First case in Germany: How dangerous is the monkeypox outbreak?

Monkeypox continues to spread, and the first infection is now also being diagnosed in Germany.

First case in Germany: How dangerous is the monkeypox outbreak?

Monkeypox continues to spread, and the first infection is now also being diagnosed in Germany. Is this a cause for concern, is the world facing a new pandemic? Scientists advise contact tracing and vigilance, but so far see no cause for concern.

Monkeypox is appearing outside of Africa for the first time. After several cases appeared in Great Britain last week, more and more countries are also reporting infections. They include Portugal, Spain, Italy, Sweden, Belgium, the USA, Canada and Australia. The first monkeypox infection has now also been registered in Germany. In the most recent Epidemiological Bulletin, the RKI warns of the pathogen and calls for suspected cases to be reported immediately.

How bad can it get? Has the virus become more dangerous for humans, are there drugs against it and is there even a threat of a new pandemic? Three scientists have given the Science Media Center (SMC) their assessment.

"We have not had any major outbreaks of monkeypox in Europe so the current development is unusual," said Charlotte Hammer, College Position Fellow in Emerging Infectious Diseases at Downing College Cambridge. "Previously, cases of monkeypox in Europe were usually very sporadic and associated with travelers returning from Nigeria, for example."

Little is currently known about monkeypox because the research is underfunded and underrepresented, she says. "Currently, about 1,500 cases are known, which means that our knowledge is only based on a few cases."

"We urgently need good epidemiological data to understand whether and how the cases are related," says Hammer. "Sequencing the genomes of the monkeypox viruses would also be important, because then we could see whether there were any indications of a change in the pathogen, and which ones for example, suggest better portability. Sequence data also help to identify chains of infection and to get clues to the origin.

She thinks it makes sense to make it compulsory to report monkeypox. "An important point is contact tracing, which is currently also being carried out intensively in the affected countries and is a core function of the healthcare system." Hammer expects further cases, "if the transmission paths are via close physical contact, as previously assumed, a major outbreak is rather unlikely."

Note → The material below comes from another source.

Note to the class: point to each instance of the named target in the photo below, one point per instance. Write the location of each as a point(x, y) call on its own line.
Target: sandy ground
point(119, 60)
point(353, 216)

Fabian Leendertz already recognizes an epidemic, but it is very unlikely that it will last long. "The cases of contact tracing can be well isolated and there are also drugs and effective vaccines that can be used if necessary," says the founding director of the Helmholtz Institute for One Health (HIOH), Greifswald, and head of the project group "Epidemiology of Highly Pathogenic Microorganisms". at the Berlin RKI.

The disease is also easy to diagnose, since there are usually quite typical skin changes. "The various PCR systems are also well established; the sequencing of the entire genome is unproblematic and serological methods are also available."

Gerd Sutter from the Institute for Infectious Medicine and Zoonoses, Ludwig-Maximilians-Universität Munich (LMU), also estimates the risk of a major monkeypox epidemic in Germany to be low. Primary infections are zoonotic in origin. This means that they usually take place through direct contact with wild animals, for example when hunting and preparing venison.

Despite its name, the original animal reservoir of the pathogen cannot be found in monkeys. They are "also victims like ourselves," says Fabian Leendertz. The main suspects are African rodents. Among other things, there were reports that the virus had been found in squirrels.

The cases of monkeypox currently observed in Europe are most likely infections that were originally brought in from Nigeria. "Human-to-human transmission is possible and usually requires direct contact with infected people," says Sutter. "Transmission through aerosols is experimentally possible, but plays at most a subordinate role in natural infection."

Transmissions of monkeypox are therefore “relatively inefficient compared to other infections such as influenza or Covid-19 and, in connection with adequate measures for diagnosis and contact determination, usually only lead to the formation of short chains of infection.”